【参考資料】■サルにもわかるSOHO・起業【SOHO・起業】

シストラットの設立時の費用のお話

事務所の開設費用も、資本が少ないSOHO/起業では大切な検討ポイントのひとつになります。
オフィスを自分だけで構えるのか、自宅を事務所にするか、友人のオフィスにいそうろうするか。
自分だけのオフィスは気分的に違います。いかにも「独立したぞ」「もう後には引けない」といった心理的にメリットがあります。しかし、一方、費用がかかる。

友人のオフィスにいそうろうすると、費用は最小限で済みます。
月々の費用は馬鹿にはなりません。
家賃だけでなく、水道・光熱費などの基本料金。コピー機のリース料。電話番のアルバイトの人件費などがほとんど不要になるのはとても助かります。

私が独立しオフィスを構えた際、設立に際してかかった費用は、司法書士に依頼した設立準備経費の35万円を除き、実質45万円でした。

友人の会社が移転するのでトータルで3万円で譲ってもらった中古の机や椅子、キャビネットをフル活用したからです(運送するためのトラックのレンタカー代が2万円かかりました(笑))

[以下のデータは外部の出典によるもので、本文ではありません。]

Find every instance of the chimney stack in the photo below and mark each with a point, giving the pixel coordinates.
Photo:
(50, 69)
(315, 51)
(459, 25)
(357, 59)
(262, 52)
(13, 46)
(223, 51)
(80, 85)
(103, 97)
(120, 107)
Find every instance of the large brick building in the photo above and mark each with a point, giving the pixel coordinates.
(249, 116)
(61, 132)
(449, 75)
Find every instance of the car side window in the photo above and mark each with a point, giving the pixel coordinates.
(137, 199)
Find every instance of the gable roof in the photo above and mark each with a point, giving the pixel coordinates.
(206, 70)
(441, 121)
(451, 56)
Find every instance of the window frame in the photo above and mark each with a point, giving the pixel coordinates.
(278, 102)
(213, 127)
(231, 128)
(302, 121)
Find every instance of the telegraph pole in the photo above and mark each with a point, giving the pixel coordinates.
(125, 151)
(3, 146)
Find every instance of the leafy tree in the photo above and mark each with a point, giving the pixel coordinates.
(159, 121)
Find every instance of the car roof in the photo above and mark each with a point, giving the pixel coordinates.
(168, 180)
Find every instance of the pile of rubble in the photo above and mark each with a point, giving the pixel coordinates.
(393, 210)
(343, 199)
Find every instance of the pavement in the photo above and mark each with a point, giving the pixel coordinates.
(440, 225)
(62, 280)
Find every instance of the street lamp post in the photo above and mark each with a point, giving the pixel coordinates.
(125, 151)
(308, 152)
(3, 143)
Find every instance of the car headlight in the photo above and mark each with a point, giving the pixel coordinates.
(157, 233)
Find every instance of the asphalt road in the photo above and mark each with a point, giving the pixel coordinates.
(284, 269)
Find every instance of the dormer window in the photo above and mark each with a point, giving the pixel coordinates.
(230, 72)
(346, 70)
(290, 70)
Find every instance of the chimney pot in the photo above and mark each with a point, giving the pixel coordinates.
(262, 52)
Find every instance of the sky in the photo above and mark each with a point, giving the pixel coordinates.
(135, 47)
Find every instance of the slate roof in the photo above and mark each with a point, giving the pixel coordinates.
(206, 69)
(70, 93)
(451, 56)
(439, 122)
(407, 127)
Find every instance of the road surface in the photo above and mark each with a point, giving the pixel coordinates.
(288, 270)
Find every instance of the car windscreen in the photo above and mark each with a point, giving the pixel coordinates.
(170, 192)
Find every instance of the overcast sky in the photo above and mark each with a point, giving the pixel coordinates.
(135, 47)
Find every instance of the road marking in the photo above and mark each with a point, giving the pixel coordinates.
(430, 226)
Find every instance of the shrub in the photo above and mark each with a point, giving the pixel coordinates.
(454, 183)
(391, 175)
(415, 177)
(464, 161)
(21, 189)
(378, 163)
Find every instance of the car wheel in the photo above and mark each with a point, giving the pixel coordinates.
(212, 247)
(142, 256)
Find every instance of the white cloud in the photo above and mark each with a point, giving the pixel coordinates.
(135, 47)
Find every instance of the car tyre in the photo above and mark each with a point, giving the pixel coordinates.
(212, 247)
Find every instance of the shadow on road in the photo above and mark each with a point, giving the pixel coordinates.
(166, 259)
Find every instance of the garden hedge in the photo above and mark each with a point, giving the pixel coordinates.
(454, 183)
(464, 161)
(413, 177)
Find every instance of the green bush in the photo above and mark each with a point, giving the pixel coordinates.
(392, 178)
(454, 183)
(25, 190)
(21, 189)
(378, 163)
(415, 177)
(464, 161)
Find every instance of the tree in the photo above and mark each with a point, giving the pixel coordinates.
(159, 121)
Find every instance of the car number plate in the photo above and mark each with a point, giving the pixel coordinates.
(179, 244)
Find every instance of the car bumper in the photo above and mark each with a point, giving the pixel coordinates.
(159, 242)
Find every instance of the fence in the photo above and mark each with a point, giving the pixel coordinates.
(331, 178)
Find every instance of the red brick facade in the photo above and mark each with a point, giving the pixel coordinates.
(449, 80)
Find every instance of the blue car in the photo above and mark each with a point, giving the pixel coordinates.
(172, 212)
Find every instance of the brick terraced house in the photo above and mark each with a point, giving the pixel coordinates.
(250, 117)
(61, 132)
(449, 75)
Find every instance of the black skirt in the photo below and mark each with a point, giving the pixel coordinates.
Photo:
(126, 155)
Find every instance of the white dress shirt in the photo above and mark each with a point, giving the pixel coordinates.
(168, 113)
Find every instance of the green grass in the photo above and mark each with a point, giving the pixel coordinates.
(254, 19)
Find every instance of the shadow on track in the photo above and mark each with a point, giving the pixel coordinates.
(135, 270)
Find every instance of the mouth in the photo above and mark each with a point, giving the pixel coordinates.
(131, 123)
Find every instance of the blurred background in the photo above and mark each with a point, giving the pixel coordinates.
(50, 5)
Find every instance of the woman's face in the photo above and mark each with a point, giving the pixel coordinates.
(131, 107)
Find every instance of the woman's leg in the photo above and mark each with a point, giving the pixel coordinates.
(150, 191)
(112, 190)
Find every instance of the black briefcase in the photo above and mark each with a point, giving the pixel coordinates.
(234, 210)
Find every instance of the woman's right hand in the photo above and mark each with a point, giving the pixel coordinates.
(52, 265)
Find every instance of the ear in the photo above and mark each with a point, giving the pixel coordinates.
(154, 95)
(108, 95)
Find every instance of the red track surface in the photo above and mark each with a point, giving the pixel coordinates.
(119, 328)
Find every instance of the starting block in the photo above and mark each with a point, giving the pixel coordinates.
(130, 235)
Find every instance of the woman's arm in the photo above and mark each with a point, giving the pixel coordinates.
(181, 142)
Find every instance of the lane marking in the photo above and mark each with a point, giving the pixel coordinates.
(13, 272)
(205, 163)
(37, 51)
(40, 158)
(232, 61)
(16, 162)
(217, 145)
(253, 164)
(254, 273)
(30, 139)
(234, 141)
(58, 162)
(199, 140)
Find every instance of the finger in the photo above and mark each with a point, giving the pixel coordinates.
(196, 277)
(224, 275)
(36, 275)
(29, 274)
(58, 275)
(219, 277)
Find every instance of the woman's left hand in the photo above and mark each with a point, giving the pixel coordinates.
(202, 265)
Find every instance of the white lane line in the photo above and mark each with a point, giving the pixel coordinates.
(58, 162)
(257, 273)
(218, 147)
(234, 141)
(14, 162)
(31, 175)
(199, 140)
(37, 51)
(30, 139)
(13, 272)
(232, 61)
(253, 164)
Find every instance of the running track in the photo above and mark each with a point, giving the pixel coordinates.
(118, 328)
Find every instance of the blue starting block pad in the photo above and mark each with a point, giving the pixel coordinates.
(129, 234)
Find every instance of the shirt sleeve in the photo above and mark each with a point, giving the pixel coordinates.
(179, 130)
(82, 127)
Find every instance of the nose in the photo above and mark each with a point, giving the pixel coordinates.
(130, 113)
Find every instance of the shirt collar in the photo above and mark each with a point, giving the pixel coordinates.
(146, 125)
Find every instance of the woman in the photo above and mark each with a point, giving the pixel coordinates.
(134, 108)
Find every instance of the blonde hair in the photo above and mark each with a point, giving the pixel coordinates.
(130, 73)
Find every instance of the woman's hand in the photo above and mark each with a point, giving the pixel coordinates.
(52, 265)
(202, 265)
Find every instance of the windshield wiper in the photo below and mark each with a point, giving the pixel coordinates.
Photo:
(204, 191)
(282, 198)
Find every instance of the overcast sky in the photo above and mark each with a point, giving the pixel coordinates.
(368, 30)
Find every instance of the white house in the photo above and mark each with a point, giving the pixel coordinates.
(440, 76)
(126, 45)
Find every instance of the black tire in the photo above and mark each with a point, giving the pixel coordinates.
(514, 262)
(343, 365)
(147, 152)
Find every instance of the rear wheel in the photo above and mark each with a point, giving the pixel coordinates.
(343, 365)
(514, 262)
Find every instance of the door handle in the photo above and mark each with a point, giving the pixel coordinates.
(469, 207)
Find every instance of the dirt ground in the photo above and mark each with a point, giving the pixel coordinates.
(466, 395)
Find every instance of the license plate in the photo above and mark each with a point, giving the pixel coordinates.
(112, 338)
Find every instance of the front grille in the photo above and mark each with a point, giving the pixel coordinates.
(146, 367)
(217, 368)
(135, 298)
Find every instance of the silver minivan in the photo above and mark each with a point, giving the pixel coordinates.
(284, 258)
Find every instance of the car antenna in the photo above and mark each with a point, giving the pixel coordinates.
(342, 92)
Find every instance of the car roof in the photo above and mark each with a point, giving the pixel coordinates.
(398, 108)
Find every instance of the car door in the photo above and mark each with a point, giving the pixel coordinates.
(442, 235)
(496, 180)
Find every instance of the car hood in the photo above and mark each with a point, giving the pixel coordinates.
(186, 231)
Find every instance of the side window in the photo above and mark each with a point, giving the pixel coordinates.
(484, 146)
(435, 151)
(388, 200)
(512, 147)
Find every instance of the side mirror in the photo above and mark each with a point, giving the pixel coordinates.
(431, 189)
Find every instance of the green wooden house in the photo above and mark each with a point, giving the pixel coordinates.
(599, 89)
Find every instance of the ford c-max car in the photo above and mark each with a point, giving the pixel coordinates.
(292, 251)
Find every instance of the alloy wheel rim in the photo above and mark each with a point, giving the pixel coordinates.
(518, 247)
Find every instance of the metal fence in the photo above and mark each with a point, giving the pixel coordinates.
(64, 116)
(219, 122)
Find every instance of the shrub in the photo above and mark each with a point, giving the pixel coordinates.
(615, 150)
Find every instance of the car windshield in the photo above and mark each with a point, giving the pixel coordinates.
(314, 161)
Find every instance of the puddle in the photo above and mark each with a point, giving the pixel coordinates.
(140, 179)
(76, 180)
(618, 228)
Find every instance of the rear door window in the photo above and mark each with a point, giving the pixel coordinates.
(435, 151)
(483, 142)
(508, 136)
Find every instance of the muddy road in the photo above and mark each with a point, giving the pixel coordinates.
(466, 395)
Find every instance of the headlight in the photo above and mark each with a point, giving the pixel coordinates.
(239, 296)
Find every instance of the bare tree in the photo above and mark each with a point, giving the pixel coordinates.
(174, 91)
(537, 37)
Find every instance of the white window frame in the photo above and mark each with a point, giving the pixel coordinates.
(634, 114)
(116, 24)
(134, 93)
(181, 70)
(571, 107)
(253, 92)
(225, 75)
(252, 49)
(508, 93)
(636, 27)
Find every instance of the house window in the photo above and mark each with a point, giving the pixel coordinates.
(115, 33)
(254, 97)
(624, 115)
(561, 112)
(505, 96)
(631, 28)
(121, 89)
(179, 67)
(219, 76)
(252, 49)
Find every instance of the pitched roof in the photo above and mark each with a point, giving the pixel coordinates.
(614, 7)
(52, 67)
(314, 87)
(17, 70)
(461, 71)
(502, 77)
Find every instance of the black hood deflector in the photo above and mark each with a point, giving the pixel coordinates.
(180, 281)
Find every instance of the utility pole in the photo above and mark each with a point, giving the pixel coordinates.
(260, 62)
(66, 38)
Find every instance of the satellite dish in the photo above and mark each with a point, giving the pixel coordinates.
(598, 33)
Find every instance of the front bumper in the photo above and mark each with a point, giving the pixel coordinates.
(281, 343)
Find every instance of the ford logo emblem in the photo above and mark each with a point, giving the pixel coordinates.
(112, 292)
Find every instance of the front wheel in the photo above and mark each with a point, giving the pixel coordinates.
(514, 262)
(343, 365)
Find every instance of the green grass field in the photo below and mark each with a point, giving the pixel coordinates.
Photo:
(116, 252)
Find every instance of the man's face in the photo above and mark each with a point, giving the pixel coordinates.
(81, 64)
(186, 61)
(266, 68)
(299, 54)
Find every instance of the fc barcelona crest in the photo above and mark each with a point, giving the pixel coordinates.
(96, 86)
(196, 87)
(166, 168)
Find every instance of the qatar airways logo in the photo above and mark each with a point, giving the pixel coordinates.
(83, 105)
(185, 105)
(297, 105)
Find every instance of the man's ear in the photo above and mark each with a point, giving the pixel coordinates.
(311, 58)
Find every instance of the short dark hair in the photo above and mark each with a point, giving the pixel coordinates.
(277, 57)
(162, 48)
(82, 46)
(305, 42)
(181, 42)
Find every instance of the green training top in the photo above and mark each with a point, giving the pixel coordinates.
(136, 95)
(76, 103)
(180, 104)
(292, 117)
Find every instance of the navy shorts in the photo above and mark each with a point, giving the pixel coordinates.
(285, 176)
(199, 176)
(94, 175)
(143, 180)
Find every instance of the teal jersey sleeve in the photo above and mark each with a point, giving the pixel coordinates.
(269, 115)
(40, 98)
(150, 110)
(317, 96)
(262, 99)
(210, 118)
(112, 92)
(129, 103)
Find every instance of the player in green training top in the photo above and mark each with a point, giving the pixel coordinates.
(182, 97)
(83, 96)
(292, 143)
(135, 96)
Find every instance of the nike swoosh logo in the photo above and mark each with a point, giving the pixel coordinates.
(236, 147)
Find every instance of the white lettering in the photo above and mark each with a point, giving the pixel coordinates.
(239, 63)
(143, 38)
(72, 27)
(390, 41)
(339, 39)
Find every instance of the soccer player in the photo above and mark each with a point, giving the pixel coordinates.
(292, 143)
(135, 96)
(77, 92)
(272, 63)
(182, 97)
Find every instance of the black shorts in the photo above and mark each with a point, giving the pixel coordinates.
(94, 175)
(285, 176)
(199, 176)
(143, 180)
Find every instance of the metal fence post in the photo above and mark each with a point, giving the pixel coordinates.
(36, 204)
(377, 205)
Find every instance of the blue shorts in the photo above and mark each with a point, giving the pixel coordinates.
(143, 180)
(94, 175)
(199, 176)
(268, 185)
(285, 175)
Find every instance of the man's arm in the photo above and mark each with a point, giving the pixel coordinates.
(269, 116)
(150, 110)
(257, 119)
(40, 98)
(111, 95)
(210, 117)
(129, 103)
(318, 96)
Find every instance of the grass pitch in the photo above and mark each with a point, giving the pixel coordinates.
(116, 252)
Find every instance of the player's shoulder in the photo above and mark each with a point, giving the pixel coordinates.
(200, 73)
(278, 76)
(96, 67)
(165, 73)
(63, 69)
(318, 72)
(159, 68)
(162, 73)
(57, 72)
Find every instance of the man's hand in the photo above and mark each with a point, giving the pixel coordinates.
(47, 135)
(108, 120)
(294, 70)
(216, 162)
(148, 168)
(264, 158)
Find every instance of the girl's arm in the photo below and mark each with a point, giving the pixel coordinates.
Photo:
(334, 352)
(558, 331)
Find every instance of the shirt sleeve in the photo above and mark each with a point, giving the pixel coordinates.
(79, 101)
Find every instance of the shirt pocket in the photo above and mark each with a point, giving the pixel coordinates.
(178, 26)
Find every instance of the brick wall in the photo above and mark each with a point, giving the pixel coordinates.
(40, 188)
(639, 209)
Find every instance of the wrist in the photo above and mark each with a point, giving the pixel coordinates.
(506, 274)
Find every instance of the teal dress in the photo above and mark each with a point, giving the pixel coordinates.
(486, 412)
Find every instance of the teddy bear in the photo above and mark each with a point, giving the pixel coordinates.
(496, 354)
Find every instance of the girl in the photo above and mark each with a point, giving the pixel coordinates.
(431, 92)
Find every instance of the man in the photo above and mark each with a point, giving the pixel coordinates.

社員を雇ってからも中古の机はそのままでしたが、座り仕事が多いので健康のために1脚8万円の椅子を購入して、「おしゃれじゃないからヤダ」とイヤがる社員に無理矢理使わせるようにしました。机は3,000円ですから27倍も高価な椅子です(笑)

それ以外の設備関係の費用は以下のとおりです。

●中古の事務用ファックス3万円
●在宅バイト用家庭用ファックス3万円(下で説明します)
●パソコン通信用モデム2台12万円(下で説明します)
●プレゼンテーション用のハンディタイプOHPマシン12万円
●家庭用コードレス電話機3万円
(ただし、電話帳機能つきの特別な子機を4万円で追加)
●文房具などの消耗品の初期ストック3万円

これを改めてみると、当時の私の発想が伺えます。
金をかけるところはできるだけ潤沢に、経費をケチるところは徹底して削るやり方です。

机や事務用ファックスは中古。電話もビジネスホンではなく家庭用のもの。
しかし、プレゼンテーションで大事なOHPマシンや、自分の時間を省いてくれる電話帳つきの子機にはその何倍も経費をかける。
下でお話しするようにコピー機とパソコンにもかなりぜいたくをしました。

月々のランニングコストも工夫しました。
例えば、企画書や報告書をパソコンに打ち込むバイトのための机やスペースがもったいないので在宅とし、その代わり12年前の当時、まだ普及していなかった家庭用ファックスを買い与えました。私からの手書きの原稿を送付するためです。現在では当たり前の電話機タイプではなく、既存の普通の電話機に接続するアタッチメントタイプです。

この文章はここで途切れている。